A observação descrita neste trecho do caderno de campo deu origem a todo um conjunto de questionamentos, nomeadamente sobre esta convivência entre street art legítima e práticas informais ligadas ao graffiti, e nos efeitos que desta poderão resultar, bem como a forma como os actores que a

produzem – os street artists – lidam com esta aparente ambiguidade, e como concebem o papel de uma instituição como a Câmara Municipal de Lisboa na sua prática de street art. O desenvolvimento destas reflexões foi também possível pela inclusão no guião das entrevistas de um conjunto de questões que as permitiram explorar junto dos actores. A presente entrada descreve um momento que associo a uma introdução visual à complexidade do tema da street art no espaço público urbano de Lisboa, nas suas ambiguidades e na diversidade de actores envolvidos, dos artistas às entidades. Em Sidewalks, a propósito da pesquisa acerca dos vendedores de rua do bairro nova-iorquino de Greenwich Village, Mitchell Duneier apontou que o que pode ser a maior vantagem da observação directa e desse modo de recolha de dados, pode também ser a sua maior desvantagem: quanto maior é o detalhe da informação que é recolhida junto dos actores, maior é o risco de essa informação se tornar distractiva em relação aos factores de âmbito mais macro social que, sendo menos visíveis para os actores, têm um papel preponderante nas suas vidas, práticas e representações (Duneier, 1999:10). Se o conhecimento antropológico se estrutura em torno da micro escala do quotidiano e do contacto pessoal entre o observador e o observado (Agier, in Cordeiro, 2003:15), a uma pesquisa sociológica é também incontornável a ligação ao nível macro da realidade social, transversal ao quotidiano à escala da interacção humana, e fundamental para contextualizar as teorizações sobre os espaços urbanos concretos, não se desprendendo dessa realidade concreta:

«Une bonne manière de nous redonner la possibilité de parler de la ville consiste donc à nous placer au plus près des ‘pratiques microbiennes, singulières et plurielles’ des citadins.» (Agier, 1999:9)
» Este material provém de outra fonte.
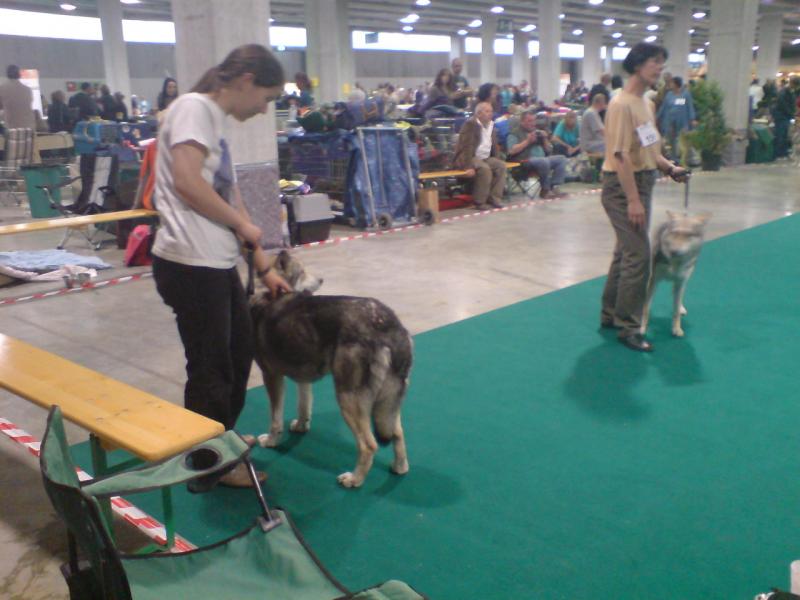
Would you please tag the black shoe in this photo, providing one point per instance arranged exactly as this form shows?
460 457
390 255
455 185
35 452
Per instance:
636 341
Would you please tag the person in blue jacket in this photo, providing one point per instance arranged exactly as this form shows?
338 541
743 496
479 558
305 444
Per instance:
676 115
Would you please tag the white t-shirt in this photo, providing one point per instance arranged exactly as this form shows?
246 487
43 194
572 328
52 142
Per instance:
185 236
485 147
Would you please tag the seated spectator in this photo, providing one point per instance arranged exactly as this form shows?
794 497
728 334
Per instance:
58 113
122 110
303 84
169 91
478 152
592 130
83 103
529 142
490 92
566 136
108 106
442 93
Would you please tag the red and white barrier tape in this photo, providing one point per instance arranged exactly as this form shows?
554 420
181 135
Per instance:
139 519
83 288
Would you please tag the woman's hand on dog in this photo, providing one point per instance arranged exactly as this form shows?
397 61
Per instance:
276 284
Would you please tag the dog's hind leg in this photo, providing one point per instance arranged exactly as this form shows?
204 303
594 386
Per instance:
678 289
276 388
386 417
304 404
352 405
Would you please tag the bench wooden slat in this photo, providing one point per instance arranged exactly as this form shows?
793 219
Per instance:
456 172
58 223
119 414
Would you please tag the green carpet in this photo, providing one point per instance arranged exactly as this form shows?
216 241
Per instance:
548 461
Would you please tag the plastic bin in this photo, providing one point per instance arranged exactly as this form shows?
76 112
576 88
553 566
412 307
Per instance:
36 175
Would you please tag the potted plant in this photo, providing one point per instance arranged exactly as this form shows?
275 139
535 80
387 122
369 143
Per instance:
712 135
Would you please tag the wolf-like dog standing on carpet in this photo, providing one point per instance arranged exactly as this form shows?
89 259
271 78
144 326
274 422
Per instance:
360 341
676 246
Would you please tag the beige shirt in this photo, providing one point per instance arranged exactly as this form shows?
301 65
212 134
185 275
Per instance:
16 100
485 148
627 112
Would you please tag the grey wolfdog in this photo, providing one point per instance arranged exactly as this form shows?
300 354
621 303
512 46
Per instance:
360 341
676 246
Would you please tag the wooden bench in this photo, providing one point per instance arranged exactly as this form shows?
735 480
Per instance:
115 414
80 221
455 172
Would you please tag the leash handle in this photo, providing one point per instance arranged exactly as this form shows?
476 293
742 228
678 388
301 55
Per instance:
251 268
686 190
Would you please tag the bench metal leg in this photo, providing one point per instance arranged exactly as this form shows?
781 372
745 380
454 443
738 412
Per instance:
100 468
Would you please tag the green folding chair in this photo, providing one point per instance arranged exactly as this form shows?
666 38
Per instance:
268 560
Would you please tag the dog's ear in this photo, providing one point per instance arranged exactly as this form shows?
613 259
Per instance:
282 261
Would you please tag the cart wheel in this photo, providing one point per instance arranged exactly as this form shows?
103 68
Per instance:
384 221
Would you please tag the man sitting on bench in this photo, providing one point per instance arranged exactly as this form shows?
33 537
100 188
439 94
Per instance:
529 143
477 151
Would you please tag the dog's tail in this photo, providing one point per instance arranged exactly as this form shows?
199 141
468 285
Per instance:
388 398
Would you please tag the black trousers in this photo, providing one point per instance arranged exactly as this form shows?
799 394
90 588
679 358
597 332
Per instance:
213 316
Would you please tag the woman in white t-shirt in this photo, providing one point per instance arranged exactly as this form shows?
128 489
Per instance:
203 225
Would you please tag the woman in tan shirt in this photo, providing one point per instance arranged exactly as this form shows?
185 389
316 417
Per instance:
632 160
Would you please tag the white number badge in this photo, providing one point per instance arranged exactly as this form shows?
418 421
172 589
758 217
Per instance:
647 134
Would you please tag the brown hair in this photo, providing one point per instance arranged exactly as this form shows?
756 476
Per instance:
250 58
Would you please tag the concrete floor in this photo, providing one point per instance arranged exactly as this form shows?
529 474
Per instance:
431 276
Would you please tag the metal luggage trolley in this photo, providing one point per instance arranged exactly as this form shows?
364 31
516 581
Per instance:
390 169
322 159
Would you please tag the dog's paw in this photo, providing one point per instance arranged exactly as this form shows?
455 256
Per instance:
400 467
269 440
298 426
349 480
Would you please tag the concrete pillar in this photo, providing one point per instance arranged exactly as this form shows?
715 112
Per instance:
205 32
458 49
733 29
549 62
768 59
329 49
591 66
677 39
488 58
521 62
115 55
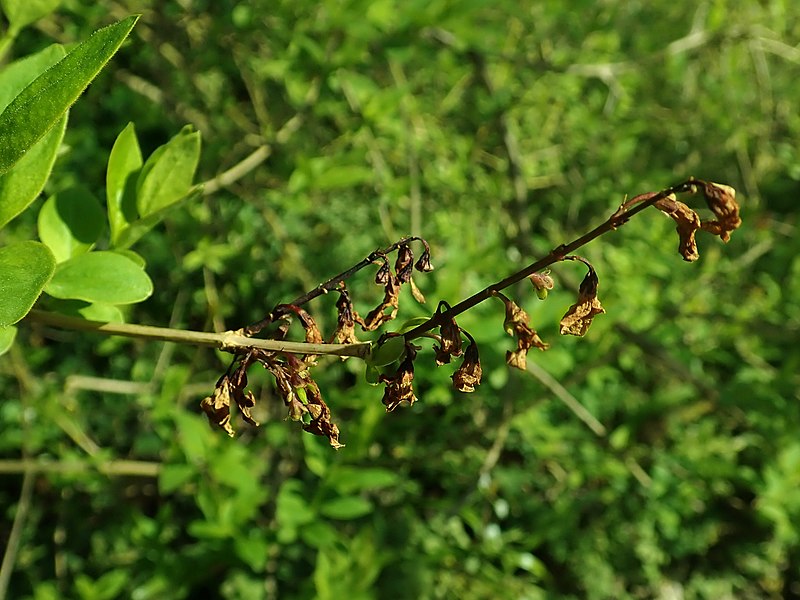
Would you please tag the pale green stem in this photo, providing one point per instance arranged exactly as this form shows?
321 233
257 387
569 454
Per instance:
227 341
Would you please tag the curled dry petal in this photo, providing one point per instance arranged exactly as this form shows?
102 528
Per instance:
542 282
382 276
579 317
451 338
321 423
688 222
516 324
721 199
424 263
347 318
218 406
302 396
391 299
399 387
468 376
404 265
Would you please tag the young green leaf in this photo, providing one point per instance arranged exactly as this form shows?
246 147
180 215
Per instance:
70 223
129 235
7 335
105 277
20 14
167 175
20 73
124 165
41 105
21 185
25 268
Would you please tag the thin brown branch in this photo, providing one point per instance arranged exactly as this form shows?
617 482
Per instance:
15 537
620 217
330 285
228 341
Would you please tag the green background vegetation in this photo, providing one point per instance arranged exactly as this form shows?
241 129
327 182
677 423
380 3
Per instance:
496 130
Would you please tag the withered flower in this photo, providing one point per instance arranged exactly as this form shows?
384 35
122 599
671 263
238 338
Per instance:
579 316
399 387
404 265
468 376
424 263
382 276
231 387
301 394
346 320
320 423
721 199
391 300
517 324
450 336
688 222
542 282
218 406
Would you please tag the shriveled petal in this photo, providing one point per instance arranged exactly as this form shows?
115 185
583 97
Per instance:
688 222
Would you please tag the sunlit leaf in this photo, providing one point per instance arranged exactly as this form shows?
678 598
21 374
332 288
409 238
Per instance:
43 103
25 268
105 277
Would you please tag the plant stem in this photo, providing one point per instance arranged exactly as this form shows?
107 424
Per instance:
228 341
237 341
329 285
621 216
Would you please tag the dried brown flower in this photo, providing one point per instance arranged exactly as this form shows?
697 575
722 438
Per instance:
230 387
721 199
542 282
579 316
424 263
404 265
382 276
346 320
688 222
450 336
516 323
218 406
391 300
468 376
399 388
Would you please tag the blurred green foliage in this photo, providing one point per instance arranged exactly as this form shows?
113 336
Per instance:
496 130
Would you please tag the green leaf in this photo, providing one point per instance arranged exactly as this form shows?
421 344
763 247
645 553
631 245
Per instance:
70 223
138 228
43 103
411 324
100 277
24 12
98 311
167 175
25 268
21 185
20 73
124 165
7 335
346 508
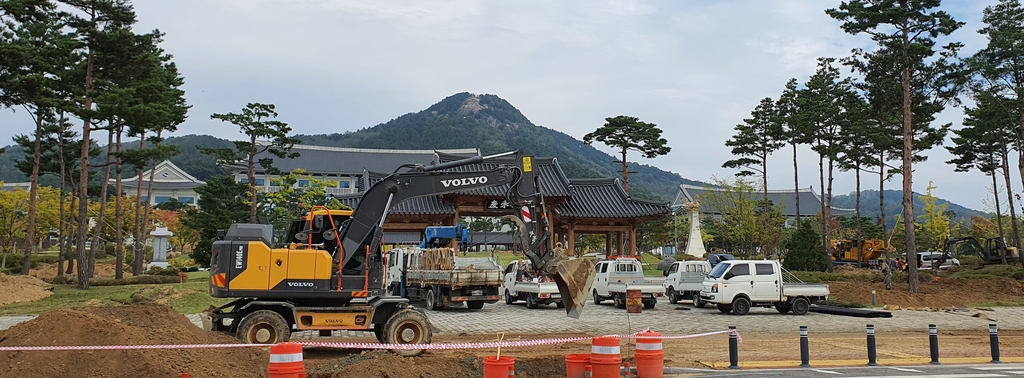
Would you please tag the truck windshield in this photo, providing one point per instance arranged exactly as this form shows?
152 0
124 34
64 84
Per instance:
719 270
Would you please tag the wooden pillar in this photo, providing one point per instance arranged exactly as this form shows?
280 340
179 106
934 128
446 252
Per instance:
455 221
571 242
633 240
607 244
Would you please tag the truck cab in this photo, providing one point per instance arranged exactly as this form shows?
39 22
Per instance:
683 280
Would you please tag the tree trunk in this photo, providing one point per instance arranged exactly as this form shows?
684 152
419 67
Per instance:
119 249
136 265
251 175
882 203
61 236
1010 198
911 248
998 213
83 205
860 239
30 234
101 218
626 174
796 182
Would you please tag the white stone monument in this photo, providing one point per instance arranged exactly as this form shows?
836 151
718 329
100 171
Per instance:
694 245
161 243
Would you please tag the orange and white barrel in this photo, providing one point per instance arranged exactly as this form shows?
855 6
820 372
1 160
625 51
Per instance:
286 361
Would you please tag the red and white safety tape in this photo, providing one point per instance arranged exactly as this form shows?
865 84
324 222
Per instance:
358 345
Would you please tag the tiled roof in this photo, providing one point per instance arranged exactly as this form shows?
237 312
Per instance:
323 160
596 198
810 202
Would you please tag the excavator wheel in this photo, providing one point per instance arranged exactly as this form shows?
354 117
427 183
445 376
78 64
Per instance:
408 327
263 327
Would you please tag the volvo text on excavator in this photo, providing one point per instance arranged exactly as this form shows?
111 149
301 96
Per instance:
332 275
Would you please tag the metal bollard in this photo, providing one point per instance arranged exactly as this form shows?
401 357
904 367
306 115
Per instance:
993 338
805 352
733 348
871 350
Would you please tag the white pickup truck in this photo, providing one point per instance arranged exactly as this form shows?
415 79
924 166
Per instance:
736 285
520 285
615 277
683 281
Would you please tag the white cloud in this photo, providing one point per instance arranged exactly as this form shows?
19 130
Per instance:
694 68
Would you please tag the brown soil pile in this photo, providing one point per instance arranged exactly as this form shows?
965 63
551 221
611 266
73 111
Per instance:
23 289
132 325
102 269
935 294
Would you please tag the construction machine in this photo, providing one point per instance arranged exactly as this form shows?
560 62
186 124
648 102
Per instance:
332 276
992 252
846 251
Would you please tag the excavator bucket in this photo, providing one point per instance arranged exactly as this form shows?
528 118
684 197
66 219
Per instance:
573 279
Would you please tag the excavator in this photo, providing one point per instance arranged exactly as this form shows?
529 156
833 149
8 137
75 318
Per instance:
332 274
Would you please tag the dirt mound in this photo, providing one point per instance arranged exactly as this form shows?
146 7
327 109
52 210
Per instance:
102 269
23 289
136 324
934 294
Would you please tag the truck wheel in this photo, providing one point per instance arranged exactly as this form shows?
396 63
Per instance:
619 300
408 327
740 305
697 302
432 300
782 307
264 327
801 305
531 301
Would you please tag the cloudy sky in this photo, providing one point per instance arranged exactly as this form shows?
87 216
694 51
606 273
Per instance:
693 68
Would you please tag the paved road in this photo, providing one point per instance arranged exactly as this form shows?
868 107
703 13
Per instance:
943 371
670 319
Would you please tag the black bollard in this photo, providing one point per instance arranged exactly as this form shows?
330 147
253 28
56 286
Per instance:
805 353
933 343
733 348
871 351
993 338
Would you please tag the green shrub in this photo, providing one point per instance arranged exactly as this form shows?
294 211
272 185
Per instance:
157 270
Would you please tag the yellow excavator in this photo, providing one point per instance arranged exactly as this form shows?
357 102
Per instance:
331 276
846 251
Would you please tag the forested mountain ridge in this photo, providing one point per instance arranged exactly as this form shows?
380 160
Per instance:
494 125
894 206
A etnografia urbana é uma perspectiva valiosa no sentido em que se propõe «descobrir estas novas modalidades de relação entre o local e o distante» (Cordeiro, 2010:120). Neste sentido, os indivíduos aparecem como «intérpretes de mapas e códigos socioculturais, enfatizando-se uma visão dinâmica da sociedade e procurando-se estabelecer pontes entre os níveis micro e macro.» (Velho, 2003:16). Deste modo, nesta pesquisa pretendo construir a street art enquanto objecto segundo uma perspectiva da sociologia urbana e da arte, partindo dos discursos dos diferentes actores que estão ligados à produção desta forma expressiva e artística no contexto urbano de Lisboa – artistas, agentes mediadores, produtores, entidades e instituições -, e dos significados que lhe conferem. Sendo actualmente a produção de street art um mundo de crescente complexidade, é necessário ter em conta a diversidade e especificidade dos diferentes campos de actuação destes actores, bem como a forma como se relacionam entre si. Será assim possível situar a produção de street art na intersecção destes diversos âmbitos de actuação, desde o que remete para a iniciativa expressiva dos artistas, até ao planeamento urbano, ao marketing comercial e das cidades, e ao mundo da arte e seus mercados.